What’s the Significance?
If Descartes had built a theme park, it would probably look a lot like this. But the presiding philosophy of the Laboratory for Perception is ultimately more informed by the possibilities of the future than by the past. Eagleman is fascinated by the idea that we could import the technology into human biology to enhance our sensory perception of the world, broadening and deepening our reality.
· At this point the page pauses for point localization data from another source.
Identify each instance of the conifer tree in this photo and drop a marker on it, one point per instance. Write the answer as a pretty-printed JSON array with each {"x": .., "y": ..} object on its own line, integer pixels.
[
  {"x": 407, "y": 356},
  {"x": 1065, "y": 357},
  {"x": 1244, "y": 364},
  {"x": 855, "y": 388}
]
“As it stands now, as biological creatures, we only see a very small strip of what’s going on,” he said in a recent interview with Big Think. “Take electromagnetic radiation: there’s a little strip of that that we can see… [but] the rest of the spectrum — radio waves, television, cell phone, gamma rays, x-rays is invisible to us because we don’t have biological receptors for it. CNN is passing through your body right now and you don’t know it because you don’t have the right receptors for it.”
Eagleman and his team are currently at work on a vibratory vest that feeds sensory information into the skin rather than through other channels (for example, the eyes or ears). The technology would enable deaf people to hear by picking up on the auditory stream via a microphone. The stream becomes a matrix of vibrations on the skin, sending electrical signals to the brain that represent auditory information.
“If it sounds crazy that you would ever be able to understand all these signals through your skin, remember that all the auditory system is doing is taking signals and turning them into electrical signals in your brain,” he says. “It doesn’t matter how you get those data streams there.” In the future, other data streams could be streamed into the vest, meaning that people could walk around unconsciously perceiving the weather report.
There’s no limit to the possibilities, and nature provides neuroscientists with a constant source of inspiration: “Snakes see in the infrared range and honey bees see in the ultravnstantiolet range. There’s no reason why we can’t start building devices to see that and feed it directly into our brains.”